Se volessimo trovare un filo conduttore che idealmente colleghi la “Perottina”, Programma 101, primo prototipo mondiale di personal computer inventato dall’ing. Pier Giorgio Perotto nel 1964 alla Olivetti, e il mondo dei social network presentato al convegno IT DAY – IT’s SOCIAL NETWORK del Club Dirigenti di Informatica di Torino, potremmo individuarlo nella tecnologia disegnata per aiutare l’uomo ad essere più libero e più autonomo.

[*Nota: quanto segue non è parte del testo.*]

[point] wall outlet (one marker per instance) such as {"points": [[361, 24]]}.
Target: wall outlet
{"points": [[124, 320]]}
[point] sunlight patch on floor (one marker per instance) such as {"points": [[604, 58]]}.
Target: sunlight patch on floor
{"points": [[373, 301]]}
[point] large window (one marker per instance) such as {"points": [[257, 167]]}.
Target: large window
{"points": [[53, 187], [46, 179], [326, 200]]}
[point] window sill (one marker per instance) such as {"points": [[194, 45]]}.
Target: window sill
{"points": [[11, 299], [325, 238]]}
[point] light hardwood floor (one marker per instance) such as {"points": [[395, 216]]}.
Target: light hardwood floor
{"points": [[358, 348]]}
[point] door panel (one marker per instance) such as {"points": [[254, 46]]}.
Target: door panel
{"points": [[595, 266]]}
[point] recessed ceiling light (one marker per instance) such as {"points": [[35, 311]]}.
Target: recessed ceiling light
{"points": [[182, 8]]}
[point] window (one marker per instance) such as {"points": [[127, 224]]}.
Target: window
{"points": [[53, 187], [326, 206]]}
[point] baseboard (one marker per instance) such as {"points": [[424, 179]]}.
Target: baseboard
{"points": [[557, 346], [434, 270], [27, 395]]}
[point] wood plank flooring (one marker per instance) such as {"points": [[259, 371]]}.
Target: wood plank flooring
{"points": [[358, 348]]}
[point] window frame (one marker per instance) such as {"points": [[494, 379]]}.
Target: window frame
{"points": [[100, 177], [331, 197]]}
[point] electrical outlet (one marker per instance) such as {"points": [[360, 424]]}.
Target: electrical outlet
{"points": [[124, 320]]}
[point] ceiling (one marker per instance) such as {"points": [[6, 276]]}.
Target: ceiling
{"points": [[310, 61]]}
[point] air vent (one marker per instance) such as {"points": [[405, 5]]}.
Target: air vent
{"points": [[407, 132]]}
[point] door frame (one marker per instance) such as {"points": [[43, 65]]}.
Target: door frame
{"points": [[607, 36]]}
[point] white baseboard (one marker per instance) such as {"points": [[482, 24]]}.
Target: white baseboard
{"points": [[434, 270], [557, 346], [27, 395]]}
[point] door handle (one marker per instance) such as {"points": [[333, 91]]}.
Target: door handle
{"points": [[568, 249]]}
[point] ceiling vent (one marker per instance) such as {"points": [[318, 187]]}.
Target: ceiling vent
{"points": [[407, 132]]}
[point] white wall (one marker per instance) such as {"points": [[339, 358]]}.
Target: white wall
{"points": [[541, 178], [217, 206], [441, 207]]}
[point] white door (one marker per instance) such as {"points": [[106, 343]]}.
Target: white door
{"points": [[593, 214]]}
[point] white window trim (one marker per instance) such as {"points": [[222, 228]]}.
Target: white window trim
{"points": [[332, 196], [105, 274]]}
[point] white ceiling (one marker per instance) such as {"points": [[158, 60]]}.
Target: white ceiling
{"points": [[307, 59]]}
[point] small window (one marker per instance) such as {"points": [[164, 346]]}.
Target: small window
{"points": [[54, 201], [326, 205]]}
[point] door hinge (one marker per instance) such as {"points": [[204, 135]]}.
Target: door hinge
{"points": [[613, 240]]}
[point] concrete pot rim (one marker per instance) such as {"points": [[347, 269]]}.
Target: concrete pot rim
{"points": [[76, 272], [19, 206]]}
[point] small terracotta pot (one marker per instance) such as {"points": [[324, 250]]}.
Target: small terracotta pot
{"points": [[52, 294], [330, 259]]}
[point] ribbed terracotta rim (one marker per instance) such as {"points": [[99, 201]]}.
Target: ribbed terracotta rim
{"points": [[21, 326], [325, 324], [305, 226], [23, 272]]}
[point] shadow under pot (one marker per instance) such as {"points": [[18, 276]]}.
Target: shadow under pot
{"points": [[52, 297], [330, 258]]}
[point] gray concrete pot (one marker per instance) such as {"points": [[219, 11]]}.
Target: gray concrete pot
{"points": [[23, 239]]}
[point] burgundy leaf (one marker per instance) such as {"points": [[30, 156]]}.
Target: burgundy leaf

E così le brillanti esperienze presentate al convegno IT day 2014, da quella di Instagram e del suo peculiare racconto per immagini del territorio (Orazio Spoto), a quella sulla mobilità sostenibile di Granda Transit (Mauro Paoletti), a quella sul supporto ai servizi di emergenza durante i grandi eventi attraverso l’analisi dei social media (Fabio Ciravegna), alla nuova frontiera dell’Ict che nella RAI si fonde sempre più con il contenuto (Massimo Rosso), alla capacità di migliorare il comportamento nella guida di Fiat eco Drive (Massimo Cavazzini), alla centralità dell’esperienza del cliente di Alpitour nei social (Elena Usilla), verranno ricordate non solo per la competenza e la capacità di suscitare emozione da parte dei loro relatori, ma anche per il messaggio molto preciso che ha raggiunto la platea, ovvero quello dell’irrinunciabile carattere di utilità che deve avere la tecnologia per risultare interessante ed intrigante, grazie anche ad un complice utilizzo dei social.

Torino, che come ci ricorda l’Assessore Enzo Lavolta è la città dove da sempre nasce il futuro (http://www.torinosmartcity.it/), si pone l’obiettivo di concretizzare in azioni e buone pratiche la sfida di creare una comunità smart diffusa sul territorio in grado di rendere la vita dei cittadini più armoniosa, inclusiva, sostenibile.

La nostra più grande emozione è stata vedere la “Perottina” esposta nei locali del Teatro Regio, su gentile concessione del Museo del Politecnico di Torino. Sobrietà e riservatezza ancora una volta ci hanno ammaliato e ci hanno ricordato un valore intramontabile: l’eleganza sabauda.